Factors which are considered include:
- The elasticity of skin
- The amount of tissue requiring removal
- The position and size of the nipple and areola
The surgery is typically performed under general anesthesia, and may be performed on an outpatient basis. A drain is placed on each side of the chest, and a compression wrap is worn for approximately 3 weeks.
Three types of Chest Contouring surgeries
- Limited Incision:
This procedure, performed through an incision within the areola, is designed for individuals with minimal breast tissue who do not require skin removal or repositioning of the nipple and areola
- Keyhole Procedure:
This procedure is designed for individuals with mild to moderate amounts of tissue who require a moderate degree of skin removal as well as repositioning and reduction of the nipple and areola. This procedure is performed through an incision located around the nipple and areola and may involve an additional vertical or horizontal scar.
- Double Incision:
This is the most common procedure used for individuals who require removal of significant amounts of tissue and skin, as well as reduction and repositioning of the nipple and areola. The incision is designed along the chest wall (from the sternum extending under the arm).
Liposuction may be performed as part of the chest contouring procedure.
We recommend that you limit lifting to less than 10-15 pounds for the first 3 weeks after surgery. Following this, activity may be increased on a gradual basis. Unrestricted activity and exercise may resume 6 weeks following surgery.
Penile Inversion Vaginoplasty
How is Penile Inversion performed?
This technique uses the skin from the shaft of the penis and a portion of the scrotum to line the new vagina. The clitoris is created from the tip of the penis. Using this technique, we are able to preserve sensory nerves.
Skin grafts may be required in order to augment vaginal depth. Your pre-operative physical examination will assist with this determination.
The typical hospital stay for gender confirmation surgery is 5 – 7 days. You will need to arrive in town 48 hours prior to surgery, and are encouraged to spend several days after discharge from the hospital in local housing which we will help coordinate with you.
During your hospital stay, we recommend bringing reading material or other personal items to help occupy your time.
How is Vaginoplasty performed?
The intestinal vaginoplasty is performed by reconstructing a vagina using parts of the intestine, most often the sigmoid colon. This procedure is typically performed in conjunction with a general surgeon.
The procedure involves detaching a portion of the intestine and relocating it to its new position in order to create the vagina.
Dr. Schechter performs an intestinal vaginoplasty using either the sigmoid colon or the right colon.
What are the benefits of Intestinal Vaginoplasty?

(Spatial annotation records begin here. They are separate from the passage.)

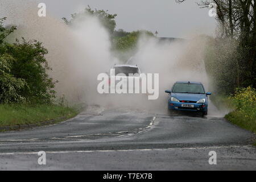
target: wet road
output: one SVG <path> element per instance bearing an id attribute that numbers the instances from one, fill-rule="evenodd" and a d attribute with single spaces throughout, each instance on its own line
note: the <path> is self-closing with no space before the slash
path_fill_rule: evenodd
<path id="1" fill-rule="evenodd" d="M 254 136 L 221 118 L 93 107 L 59 124 L 0 133 L 0 168 L 255 170 Z M 40 151 L 46 165 L 38 163 Z"/>

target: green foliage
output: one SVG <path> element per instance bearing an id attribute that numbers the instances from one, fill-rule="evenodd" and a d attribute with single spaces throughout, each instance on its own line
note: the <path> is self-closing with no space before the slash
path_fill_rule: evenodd
<path id="1" fill-rule="evenodd" d="M 119 29 L 118 30 L 114 31 L 114 33 L 113 34 L 113 37 L 123 37 L 128 35 L 129 32 L 127 32 L 124 31 L 122 29 Z"/>
<path id="2" fill-rule="evenodd" d="M 4 20 L 0 19 L 0 104 L 52 103 L 55 83 L 47 74 L 47 50 L 36 40 L 6 42 L 16 28 L 5 28 Z"/>
<path id="3" fill-rule="evenodd" d="M 113 49 L 117 51 L 126 51 L 136 48 L 138 40 L 140 36 L 142 35 L 154 36 L 154 34 L 151 32 L 137 31 L 127 33 L 126 36 L 114 37 L 113 40 Z"/>
<path id="4" fill-rule="evenodd" d="M 114 20 L 117 14 L 110 14 L 108 13 L 108 10 L 92 10 L 89 6 L 85 9 L 84 12 L 75 13 L 71 15 L 72 19 L 70 20 L 65 18 L 63 19 L 69 25 L 72 25 L 76 20 L 82 21 L 88 18 L 88 15 L 96 16 L 98 18 L 101 24 L 112 34 L 115 28 L 116 23 Z"/>
<path id="5" fill-rule="evenodd" d="M 205 48 L 204 61 L 211 78 L 211 90 L 218 94 L 233 93 L 238 85 L 242 69 L 237 53 L 237 43 L 232 39 L 209 38 Z"/>
<path id="6" fill-rule="evenodd" d="M 251 87 L 237 89 L 229 97 L 236 109 L 225 116 L 232 123 L 256 132 L 256 91 Z"/>
<path id="7" fill-rule="evenodd" d="M 59 122 L 78 114 L 73 108 L 48 104 L 0 105 L 0 113 L 1 126 L 34 124 L 52 119 Z"/>
<path id="8" fill-rule="evenodd" d="M 20 42 L 7 46 L 8 53 L 14 59 L 12 74 L 23 79 L 26 86 L 22 96 L 32 103 L 51 103 L 55 97 L 54 82 L 47 73 L 50 69 L 44 56 L 48 51 L 36 40 Z"/>
<path id="9" fill-rule="evenodd" d="M 13 33 L 16 29 L 15 26 L 11 26 L 7 29 L 3 27 L 3 22 L 6 18 L 0 18 L 0 44 L 3 43 L 3 40 L 10 34 Z"/>

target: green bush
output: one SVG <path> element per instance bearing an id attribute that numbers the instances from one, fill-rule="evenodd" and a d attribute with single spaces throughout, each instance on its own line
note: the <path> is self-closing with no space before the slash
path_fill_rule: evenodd
<path id="1" fill-rule="evenodd" d="M 36 40 L 6 42 L 16 28 L 4 27 L 5 19 L 0 19 L 0 104 L 52 104 L 55 82 L 47 73 L 48 51 Z"/>
<path id="2" fill-rule="evenodd" d="M 229 97 L 236 109 L 225 118 L 243 128 L 256 132 L 256 91 L 250 86 L 237 89 Z"/>

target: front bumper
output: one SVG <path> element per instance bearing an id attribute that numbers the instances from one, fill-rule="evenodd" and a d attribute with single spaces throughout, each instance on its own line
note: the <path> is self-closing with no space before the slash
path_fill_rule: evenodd
<path id="1" fill-rule="evenodd" d="M 194 107 L 182 107 L 182 104 L 193 105 Z M 192 111 L 205 111 L 207 110 L 208 105 L 206 103 L 183 103 L 169 101 L 168 103 L 168 107 L 169 109 L 172 110 L 188 110 Z"/>

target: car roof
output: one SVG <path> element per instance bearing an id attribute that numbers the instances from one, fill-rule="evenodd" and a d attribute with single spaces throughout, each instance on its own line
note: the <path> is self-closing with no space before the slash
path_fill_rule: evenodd
<path id="1" fill-rule="evenodd" d="M 131 68 L 138 68 L 137 65 L 132 64 L 115 64 L 114 67 L 131 67 Z"/>
<path id="2" fill-rule="evenodd" d="M 202 83 L 200 82 L 189 81 L 176 81 L 176 84 L 188 84 L 188 82 L 189 82 L 190 84 L 202 84 Z"/>

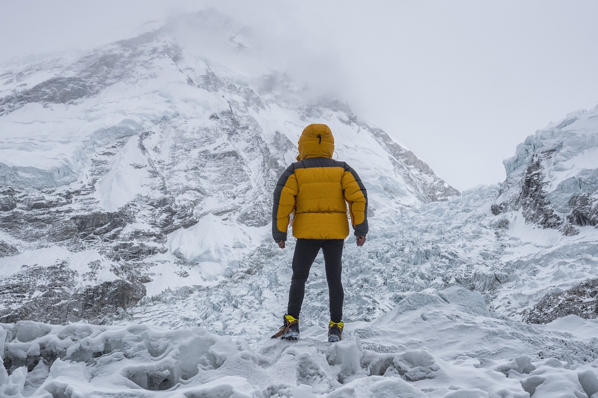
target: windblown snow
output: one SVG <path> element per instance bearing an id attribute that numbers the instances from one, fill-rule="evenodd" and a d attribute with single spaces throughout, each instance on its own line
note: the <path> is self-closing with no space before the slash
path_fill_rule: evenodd
<path id="1" fill-rule="evenodd" d="M 0 396 L 598 397 L 598 107 L 459 194 L 214 11 L 0 83 Z M 332 344 L 321 255 L 301 339 L 269 338 L 272 191 L 312 122 L 370 200 Z"/>

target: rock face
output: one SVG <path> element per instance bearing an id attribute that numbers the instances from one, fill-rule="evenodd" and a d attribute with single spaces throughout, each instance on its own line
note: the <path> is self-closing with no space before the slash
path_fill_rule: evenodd
<path id="1" fill-rule="evenodd" d="M 527 137 L 505 161 L 507 180 L 492 206 L 527 223 L 579 233 L 598 223 L 598 108 L 569 113 Z"/>
<path id="2" fill-rule="evenodd" d="M 530 323 L 548 323 L 568 315 L 598 317 L 598 279 L 585 280 L 566 291 L 544 296 L 523 317 Z"/>
<path id="3" fill-rule="evenodd" d="M 103 323 L 225 280 L 270 242 L 274 184 L 310 123 L 331 126 L 373 218 L 459 195 L 346 105 L 231 72 L 255 55 L 225 20 L 0 66 L 0 321 Z M 181 24 L 224 56 L 181 45 Z"/>

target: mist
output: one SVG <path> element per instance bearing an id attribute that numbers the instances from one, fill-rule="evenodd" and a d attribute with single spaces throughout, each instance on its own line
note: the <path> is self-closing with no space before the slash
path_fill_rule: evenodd
<path id="1" fill-rule="evenodd" d="M 93 48 L 210 7 L 247 27 L 245 73 L 347 102 L 460 190 L 503 180 L 502 159 L 527 135 L 598 103 L 589 1 L 10 2 L 0 62 Z"/>

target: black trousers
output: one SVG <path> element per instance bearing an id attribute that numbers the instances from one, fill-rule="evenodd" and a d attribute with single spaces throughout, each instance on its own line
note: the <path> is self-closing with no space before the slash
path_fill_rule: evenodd
<path id="1" fill-rule="evenodd" d="M 344 292 L 340 281 L 343 267 L 341 257 L 344 239 L 297 239 L 293 256 L 293 276 L 291 278 L 289 305 L 286 313 L 299 318 L 305 295 L 305 282 L 313 260 L 322 249 L 324 255 L 326 280 L 328 283 L 328 300 L 330 303 L 330 319 L 340 322 L 343 318 L 343 300 Z"/>

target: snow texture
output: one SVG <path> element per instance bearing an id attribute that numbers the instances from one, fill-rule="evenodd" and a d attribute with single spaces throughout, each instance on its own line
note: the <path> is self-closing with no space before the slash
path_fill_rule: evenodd
<path id="1" fill-rule="evenodd" d="M 459 195 L 214 11 L 0 66 L 0 396 L 596 398 L 597 116 Z M 321 255 L 301 339 L 269 339 L 272 191 L 312 122 L 370 200 L 333 344 Z"/>

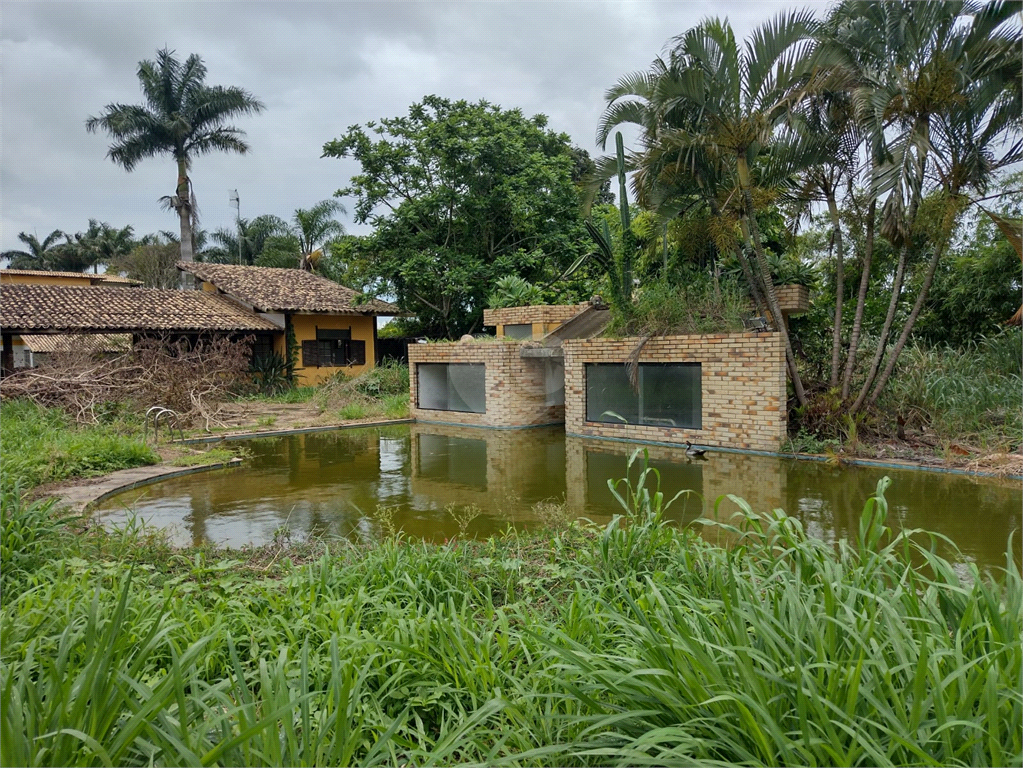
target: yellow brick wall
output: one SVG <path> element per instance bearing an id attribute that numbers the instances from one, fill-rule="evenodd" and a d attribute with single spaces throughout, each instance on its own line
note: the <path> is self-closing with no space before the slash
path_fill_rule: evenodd
<path id="1" fill-rule="evenodd" d="M 408 372 L 412 417 L 471 426 L 535 426 L 565 420 L 564 405 L 546 405 L 545 364 L 519 355 L 521 342 L 481 344 L 411 344 Z M 486 413 L 436 411 L 418 407 L 419 363 L 483 363 L 486 368 Z"/>
<path id="2" fill-rule="evenodd" d="M 525 325 L 526 323 L 505 323 L 505 324 L 506 325 Z M 498 338 L 502 338 L 504 336 L 504 325 L 505 324 L 501 324 L 501 325 L 497 325 L 496 326 L 496 328 L 497 328 L 496 335 L 497 335 Z M 537 323 L 530 323 L 530 325 L 532 326 L 532 330 L 530 331 L 532 333 L 532 336 L 531 336 L 532 340 L 534 342 L 539 342 L 541 338 L 543 338 L 545 335 L 547 335 L 547 333 L 549 333 L 550 331 L 552 331 L 554 328 L 560 328 L 562 326 L 562 323 L 561 322 L 543 322 L 543 323 L 537 322 Z M 519 338 L 519 340 L 514 340 L 514 341 L 520 341 L 521 342 L 521 341 L 524 341 L 524 340 Z"/>
<path id="3" fill-rule="evenodd" d="M 638 338 L 565 342 L 565 430 L 593 438 L 777 451 L 786 437 L 785 346 L 780 333 L 651 338 L 640 363 L 701 363 L 703 427 L 586 421 L 586 363 L 624 363 Z"/>
<path id="4" fill-rule="evenodd" d="M 295 367 L 297 383 L 301 387 L 315 387 L 323 383 L 339 370 L 345 371 L 346 375 L 357 376 L 373 367 L 376 359 L 376 350 L 373 348 L 373 326 L 376 323 L 375 317 L 365 317 L 363 315 L 291 315 L 292 326 L 295 328 L 295 341 L 298 343 L 298 360 Z M 349 365 L 344 368 L 335 367 L 309 367 L 302 365 L 302 343 L 316 338 L 316 328 L 330 330 L 343 330 L 350 328 L 353 340 L 360 340 L 366 343 L 366 364 Z M 285 334 L 276 337 L 274 351 L 280 355 L 284 354 Z"/>
<path id="5" fill-rule="evenodd" d="M 551 330 L 565 321 L 575 317 L 589 306 L 588 302 L 583 304 L 540 304 L 534 307 L 504 307 L 503 309 L 483 310 L 483 324 L 496 326 L 499 330 L 497 335 L 502 334 L 505 325 L 533 324 L 535 336 L 536 326 L 550 324 Z"/>

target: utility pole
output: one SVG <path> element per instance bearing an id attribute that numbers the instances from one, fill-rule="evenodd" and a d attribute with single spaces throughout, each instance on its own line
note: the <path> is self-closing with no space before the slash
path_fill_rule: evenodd
<path id="1" fill-rule="evenodd" d="M 230 190 L 231 205 L 234 206 L 234 224 L 238 228 L 238 264 L 241 264 L 241 198 L 238 197 L 238 190 Z"/>

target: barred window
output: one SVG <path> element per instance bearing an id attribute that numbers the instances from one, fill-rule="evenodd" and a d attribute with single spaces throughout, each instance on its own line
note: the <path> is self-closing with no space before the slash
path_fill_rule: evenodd
<path id="1" fill-rule="evenodd" d="M 700 363 L 640 363 L 638 391 L 621 363 L 586 364 L 586 420 L 703 427 Z"/>

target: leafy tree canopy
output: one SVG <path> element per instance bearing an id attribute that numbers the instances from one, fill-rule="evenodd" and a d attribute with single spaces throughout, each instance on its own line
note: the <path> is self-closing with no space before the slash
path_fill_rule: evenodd
<path id="1" fill-rule="evenodd" d="M 427 96 L 352 126 L 323 155 L 361 164 L 337 192 L 375 227 L 359 258 L 424 333 L 478 329 L 499 278 L 552 282 L 588 247 L 574 183 L 585 163 L 542 115 Z"/>

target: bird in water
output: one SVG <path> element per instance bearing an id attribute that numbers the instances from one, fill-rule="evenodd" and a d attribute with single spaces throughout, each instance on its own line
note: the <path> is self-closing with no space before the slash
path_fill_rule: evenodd
<path id="1" fill-rule="evenodd" d="M 694 448 L 690 441 L 685 441 L 685 455 L 690 458 L 705 458 L 707 451 L 703 448 Z"/>

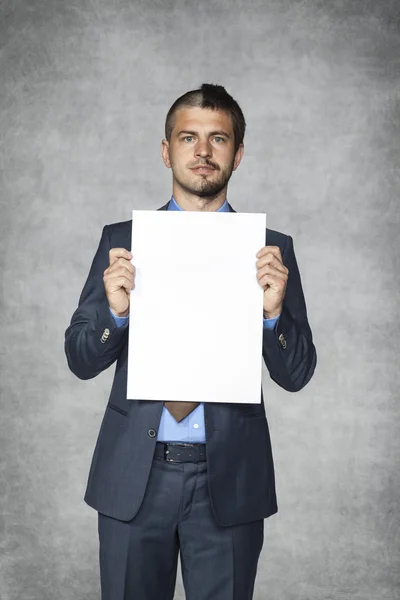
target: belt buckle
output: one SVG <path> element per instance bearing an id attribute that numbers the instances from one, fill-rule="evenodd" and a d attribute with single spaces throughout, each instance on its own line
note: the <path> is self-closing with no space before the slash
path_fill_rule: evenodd
<path id="1" fill-rule="evenodd" d="M 168 457 L 168 454 L 169 454 L 168 446 L 169 446 L 169 444 L 164 444 L 164 460 L 166 460 L 167 462 L 174 462 L 173 458 Z"/>

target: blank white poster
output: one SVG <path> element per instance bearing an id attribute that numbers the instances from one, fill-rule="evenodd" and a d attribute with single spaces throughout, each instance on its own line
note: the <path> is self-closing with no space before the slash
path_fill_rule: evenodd
<path id="1" fill-rule="evenodd" d="M 132 212 L 127 399 L 261 402 L 258 213 Z"/>

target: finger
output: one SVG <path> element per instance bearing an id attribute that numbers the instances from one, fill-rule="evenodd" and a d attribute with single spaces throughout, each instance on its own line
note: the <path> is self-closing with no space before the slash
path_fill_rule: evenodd
<path id="1" fill-rule="evenodd" d="M 118 258 L 132 259 L 132 252 L 125 248 L 111 248 L 109 252 L 109 263 L 112 265 Z"/>
<path id="2" fill-rule="evenodd" d="M 281 255 L 281 249 L 279 248 L 279 246 L 264 246 L 263 248 L 261 248 L 261 250 L 259 252 L 257 252 L 256 256 L 257 256 L 257 258 L 262 258 L 269 252 L 271 252 L 274 256 L 276 256 L 276 258 L 278 258 L 281 262 L 283 262 L 282 255 Z"/>
<path id="3" fill-rule="evenodd" d="M 262 287 L 269 285 L 277 291 L 284 290 L 287 285 L 286 279 L 283 279 L 281 276 L 272 275 L 271 273 L 267 273 L 266 275 L 263 275 L 263 277 L 261 277 L 258 280 L 258 282 Z"/>
<path id="4" fill-rule="evenodd" d="M 130 273 L 134 273 L 135 269 L 135 265 L 133 265 L 129 260 L 126 260 L 126 258 L 117 258 L 112 264 L 110 264 L 109 267 L 107 267 L 107 270 L 109 272 L 114 272 L 114 271 L 118 271 L 118 269 L 120 268 L 124 268 L 124 269 L 128 269 L 128 271 Z"/>
<path id="5" fill-rule="evenodd" d="M 120 275 L 119 277 L 104 277 L 104 284 L 110 292 L 116 292 L 117 290 L 124 288 L 127 292 L 130 292 L 135 287 L 133 278 Z"/>
<path id="6" fill-rule="evenodd" d="M 266 254 L 263 258 L 258 259 L 258 261 L 256 262 L 257 269 L 261 269 L 262 267 L 268 264 L 272 265 L 279 271 L 282 271 L 282 273 L 289 273 L 285 265 L 271 252 Z"/>

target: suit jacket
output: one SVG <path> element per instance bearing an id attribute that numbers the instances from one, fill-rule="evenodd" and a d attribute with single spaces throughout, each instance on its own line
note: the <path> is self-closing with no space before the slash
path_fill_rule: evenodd
<path id="1" fill-rule="evenodd" d="M 167 208 L 168 203 L 158 210 Z M 229 210 L 236 212 L 230 205 Z M 126 399 L 129 326 L 116 327 L 104 289 L 109 250 L 130 250 L 131 227 L 130 220 L 103 228 L 78 308 L 65 332 L 68 366 L 80 379 L 96 377 L 116 361 L 85 501 L 122 521 L 131 520 L 142 503 L 163 408 L 158 401 Z M 263 330 L 262 354 L 271 378 L 285 390 L 297 392 L 313 375 L 316 351 L 293 240 L 267 229 L 267 244 L 279 246 L 289 278 L 278 324 L 274 330 Z M 217 523 L 236 525 L 277 512 L 262 388 L 260 404 L 206 402 L 204 417 L 209 492 Z"/>

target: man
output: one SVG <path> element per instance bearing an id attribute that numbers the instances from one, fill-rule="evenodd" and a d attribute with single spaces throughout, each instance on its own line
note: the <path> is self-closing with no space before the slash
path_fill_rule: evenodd
<path id="1" fill-rule="evenodd" d="M 173 196 L 158 210 L 235 212 L 227 185 L 244 132 L 243 113 L 222 86 L 178 98 L 161 147 Z M 180 553 L 187 600 L 251 600 L 264 519 L 277 512 L 262 390 L 260 404 L 126 399 L 131 225 L 104 227 L 65 333 L 80 379 L 117 361 L 85 495 L 98 511 L 102 599 L 172 600 Z M 316 352 L 293 240 L 267 229 L 266 244 L 254 257 L 264 289 L 262 354 L 271 378 L 296 392 L 311 379 Z M 197 309 L 194 299 L 194 321 Z"/>

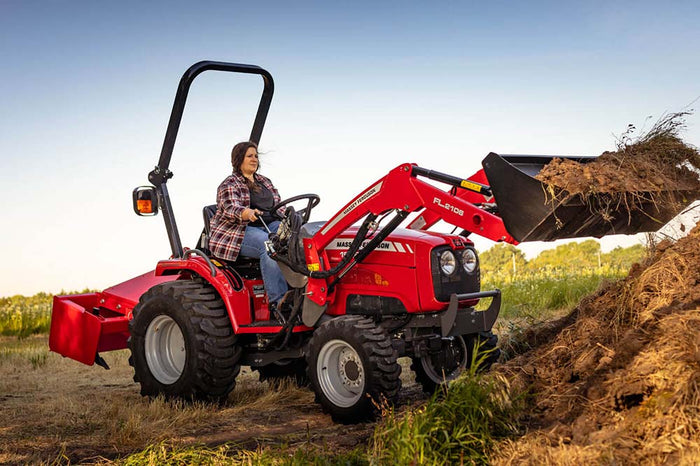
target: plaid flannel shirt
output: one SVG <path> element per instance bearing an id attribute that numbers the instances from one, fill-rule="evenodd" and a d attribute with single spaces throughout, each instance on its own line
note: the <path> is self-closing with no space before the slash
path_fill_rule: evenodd
<path id="1" fill-rule="evenodd" d="M 255 180 L 272 193 L 275 204 L 280 201 L 280 194 L 272 181 L 257 173 Z M 216 214 L 211 219 L 209 250 L 212 256 L 227 261 L 235 261 L 241 251 L 248 221 L 243 220 L 243 211 L 250 208 L 250 190 L 245 177 L 233 173 L 226 178 L 216 191 Z"/>

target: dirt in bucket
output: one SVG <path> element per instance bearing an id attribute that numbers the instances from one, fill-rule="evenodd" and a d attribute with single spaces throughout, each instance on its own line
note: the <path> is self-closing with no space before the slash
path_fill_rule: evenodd
<path id="1" fill-rule="evenodd" d="M 679 137 L 689 114 L 666 115 L 636 139 L 630 127 L 618 138 L 618 150 L 591 162 L 555 158 L 536 178 L 553 205 L 578 197 L 594 210 L 605 210 L 603 218 L 614 217 L 607 211 L 629 213 L 649 202 L 658 210 L 677 210 L 677 204 L 700 198 L 700 153 Z"/>

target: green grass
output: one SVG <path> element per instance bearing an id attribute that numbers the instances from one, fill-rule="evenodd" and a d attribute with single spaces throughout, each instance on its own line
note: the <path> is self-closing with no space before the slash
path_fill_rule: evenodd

Advantages of the intestinal vaginoplasty are lubrication provided by mucosal glands. This allows the constructed vagina to be self-lubricating.
What are the disadvantages of Intestinal Vaginoplasty?
Intestinal vaginoplasty requires an intra-abdominal operation with surgery to reposition and reconnect the intestines.
What are the risks of Intestinal Vaginoplasty?
The most common issues include possible excessive mucous discharge and irritation or bleeding of the new vagina.
How long does a Vaginoplasty take?
The intestinal vaginoplasty procedure requires a hospital stay for approximately 5 to 7 seven days. In addition, you will be on a restricted diet until bowel function returns – typically three to 5 days after surgery.